The informants in the TPh group, as well as participants in the other intervention groups, asked for supervised physical group training after the SOL, which was planned to begin in January 2020. Unfortunately, this training was impeded due to the lockdown caused by the COVID-19 pandemic.

Study Strengths and Limitations

The present SOL study is a pilot study with an RCT design, where patients were randomized to one of three different interventions, all with a common theoretical base.
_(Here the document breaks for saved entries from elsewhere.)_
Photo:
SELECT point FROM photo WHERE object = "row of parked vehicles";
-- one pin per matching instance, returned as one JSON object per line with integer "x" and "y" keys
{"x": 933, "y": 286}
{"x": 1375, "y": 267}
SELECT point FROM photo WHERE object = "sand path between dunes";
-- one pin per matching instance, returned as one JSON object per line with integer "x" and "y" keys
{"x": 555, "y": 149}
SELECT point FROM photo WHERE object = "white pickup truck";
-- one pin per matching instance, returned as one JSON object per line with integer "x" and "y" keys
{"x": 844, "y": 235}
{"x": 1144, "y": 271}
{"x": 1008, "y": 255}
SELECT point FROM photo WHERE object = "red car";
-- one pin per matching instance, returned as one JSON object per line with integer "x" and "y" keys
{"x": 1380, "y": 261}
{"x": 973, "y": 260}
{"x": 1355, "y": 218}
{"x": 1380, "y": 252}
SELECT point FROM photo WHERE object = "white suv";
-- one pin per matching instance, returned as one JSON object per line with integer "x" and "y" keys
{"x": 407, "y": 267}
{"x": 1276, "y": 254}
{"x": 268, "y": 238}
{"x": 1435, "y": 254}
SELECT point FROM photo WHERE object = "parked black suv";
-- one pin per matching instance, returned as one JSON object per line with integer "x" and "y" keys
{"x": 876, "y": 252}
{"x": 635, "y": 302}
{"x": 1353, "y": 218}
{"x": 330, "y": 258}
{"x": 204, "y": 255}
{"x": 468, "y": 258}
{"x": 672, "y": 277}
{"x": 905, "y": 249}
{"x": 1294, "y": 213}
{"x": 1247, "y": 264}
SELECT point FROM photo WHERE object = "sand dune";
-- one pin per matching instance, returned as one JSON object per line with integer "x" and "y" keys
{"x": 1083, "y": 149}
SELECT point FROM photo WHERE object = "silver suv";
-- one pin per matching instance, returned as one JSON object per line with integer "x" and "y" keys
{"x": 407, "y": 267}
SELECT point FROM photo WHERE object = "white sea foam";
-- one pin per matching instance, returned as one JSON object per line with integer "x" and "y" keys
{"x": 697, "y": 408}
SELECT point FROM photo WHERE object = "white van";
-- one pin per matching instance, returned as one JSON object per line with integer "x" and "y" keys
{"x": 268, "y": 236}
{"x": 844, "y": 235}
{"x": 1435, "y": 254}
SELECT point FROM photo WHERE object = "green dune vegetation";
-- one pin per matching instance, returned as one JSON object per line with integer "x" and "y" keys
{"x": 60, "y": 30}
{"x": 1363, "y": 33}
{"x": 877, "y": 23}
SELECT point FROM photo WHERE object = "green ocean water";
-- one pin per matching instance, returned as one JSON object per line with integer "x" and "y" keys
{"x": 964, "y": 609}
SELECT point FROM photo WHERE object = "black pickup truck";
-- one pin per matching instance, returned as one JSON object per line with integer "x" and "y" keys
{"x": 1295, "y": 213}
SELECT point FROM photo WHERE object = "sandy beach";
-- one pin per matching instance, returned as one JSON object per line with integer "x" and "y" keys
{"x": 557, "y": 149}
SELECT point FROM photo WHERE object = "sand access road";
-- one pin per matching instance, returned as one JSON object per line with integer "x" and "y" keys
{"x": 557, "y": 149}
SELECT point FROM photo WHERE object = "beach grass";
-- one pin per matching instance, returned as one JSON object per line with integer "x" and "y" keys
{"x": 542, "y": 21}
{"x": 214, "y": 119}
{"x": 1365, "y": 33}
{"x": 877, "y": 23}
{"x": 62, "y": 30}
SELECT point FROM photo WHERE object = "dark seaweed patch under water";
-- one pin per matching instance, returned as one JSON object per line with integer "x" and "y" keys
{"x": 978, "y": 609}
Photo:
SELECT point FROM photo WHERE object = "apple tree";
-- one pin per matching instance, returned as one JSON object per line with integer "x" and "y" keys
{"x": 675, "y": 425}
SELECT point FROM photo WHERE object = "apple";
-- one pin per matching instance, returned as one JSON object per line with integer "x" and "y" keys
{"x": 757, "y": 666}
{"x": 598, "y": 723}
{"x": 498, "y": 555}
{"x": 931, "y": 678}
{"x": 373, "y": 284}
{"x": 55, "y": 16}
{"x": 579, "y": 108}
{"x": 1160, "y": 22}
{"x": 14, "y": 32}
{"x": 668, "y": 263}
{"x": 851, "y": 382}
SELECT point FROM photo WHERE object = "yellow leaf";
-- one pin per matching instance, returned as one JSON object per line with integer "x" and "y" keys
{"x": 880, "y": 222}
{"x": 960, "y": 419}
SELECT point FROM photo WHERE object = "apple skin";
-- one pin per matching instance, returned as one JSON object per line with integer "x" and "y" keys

A limitation of our study is the small number of participants who completed both the intervention and the 1-year post-intervention follow-up (n = 21).

6. Conclusions

The present pilot study showed that interdisciplinary patient group education, with or without supervised exercise or mindfulness/modified medical yoga, might improve short-term physical function and pain, and short- and long-term quality of life and patient enablement in patients with established spinal osteoporosis in primary care. More randomized controlled studies are needed with a higher number of participants to confirm our results.